Robin Brekken said he feels this is a piece of the puzzle and asked Hoiseth if any resources had been established for home day care providers.  “It’s just a piece of the puzzle and I got a sense that maybe the home day care or other providers were feeling left out of the loop,” said Brekken.  I would hope that the home day care providers could get together and see what they could do.  What’s important to them? Is it space, is it staff, is it wages because the community is going to have to subsidize all portions of this.  There is only one non-profit involved in the group at this point so where is the pot of money going to come from for other entities to provide for their care or maintain the care they are providing now.”

Hoiseth expressed his opinion that the action by the CHEDA board was a solution, not the solution, “I wanted to emphasize tonight that what the CHEDA board did was a solution, not the solution,” said Hoiseth.  “We moved the needle one mark, but there are still marks to go.  We want to make sure the child care center is successful but also the home child cares and trying to cultivate that ground for additional home day care.  A lot of the market looks for a home day care environment rather than a child care one.  We want to have a good blend and help all of those entities be successful.”
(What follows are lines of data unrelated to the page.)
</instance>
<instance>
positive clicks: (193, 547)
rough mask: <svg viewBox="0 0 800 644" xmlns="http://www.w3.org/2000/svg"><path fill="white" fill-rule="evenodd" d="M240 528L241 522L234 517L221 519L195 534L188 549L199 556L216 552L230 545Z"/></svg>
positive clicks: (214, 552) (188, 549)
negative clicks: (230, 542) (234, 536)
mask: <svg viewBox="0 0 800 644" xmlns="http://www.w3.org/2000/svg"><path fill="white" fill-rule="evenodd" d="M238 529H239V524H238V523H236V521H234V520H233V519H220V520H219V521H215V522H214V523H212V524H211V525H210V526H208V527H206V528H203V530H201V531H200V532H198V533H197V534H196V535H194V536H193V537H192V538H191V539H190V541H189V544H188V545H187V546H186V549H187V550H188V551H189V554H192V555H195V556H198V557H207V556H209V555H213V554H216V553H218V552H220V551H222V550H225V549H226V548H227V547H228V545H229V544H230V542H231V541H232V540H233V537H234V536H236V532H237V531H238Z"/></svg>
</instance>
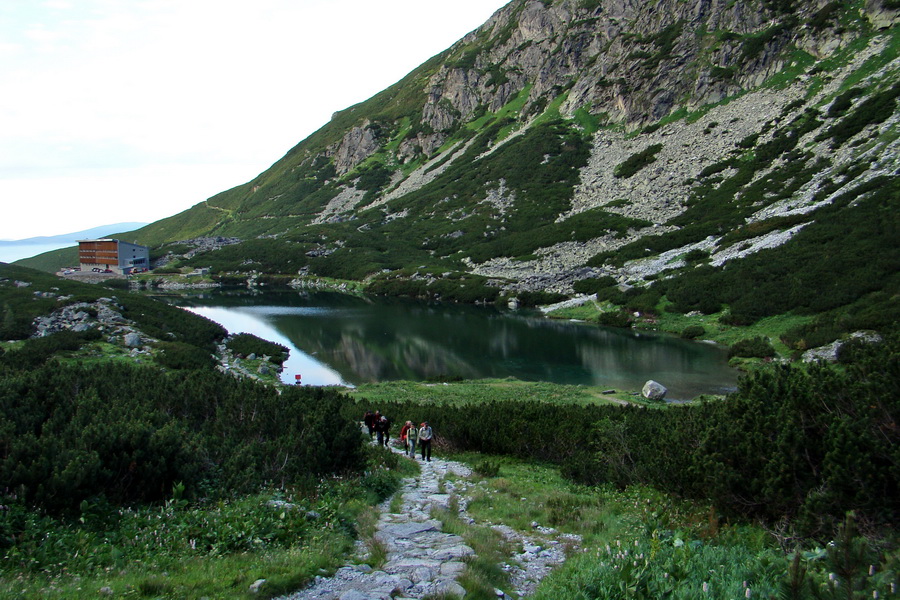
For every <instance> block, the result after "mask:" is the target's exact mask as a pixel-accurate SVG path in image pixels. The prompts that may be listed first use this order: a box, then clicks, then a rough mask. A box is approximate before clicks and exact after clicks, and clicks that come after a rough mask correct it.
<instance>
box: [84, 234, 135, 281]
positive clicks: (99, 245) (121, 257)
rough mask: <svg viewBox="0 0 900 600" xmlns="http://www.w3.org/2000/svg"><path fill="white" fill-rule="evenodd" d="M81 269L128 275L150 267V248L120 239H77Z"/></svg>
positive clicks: (84, 270) (90, 270)
mask: <svg viewBox="0 0 900 600" xmlns="http://www.w3.org/2000/svg"><path fill="white" fill-rule="evenodd" d="M78 262H79V263H80V265H81V271H82V272H85V271H103V272H110V271H111V272H113V273H119V274H121V275H128V274H129V273H135V272H141V271H145V270H147V269H148V268H149V267H150V248H147V247H146V246H139V245H137V244H129V243H128V242H122V241H120V240H113V239H106V238H104V239H99V240H78Z"/></svg>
Brekken said his understanding was there had been no pot of money or funding source for home day care at this point, but that Hoiseth wasn’t opposed to researching that.  “The home day care providers are certainly again a piece of the puzzle,” said Brekken.  “There’s been really no pot of money or funding source that can help them at this point.  It doesn’t sound like he’s certainly opposed to researching that.  And again where does that money come from?  But in some way, shape, or form it’s going to be on the back of the community to support day care as a whole with a bunch of pieces to the puzzle that has to get solved.”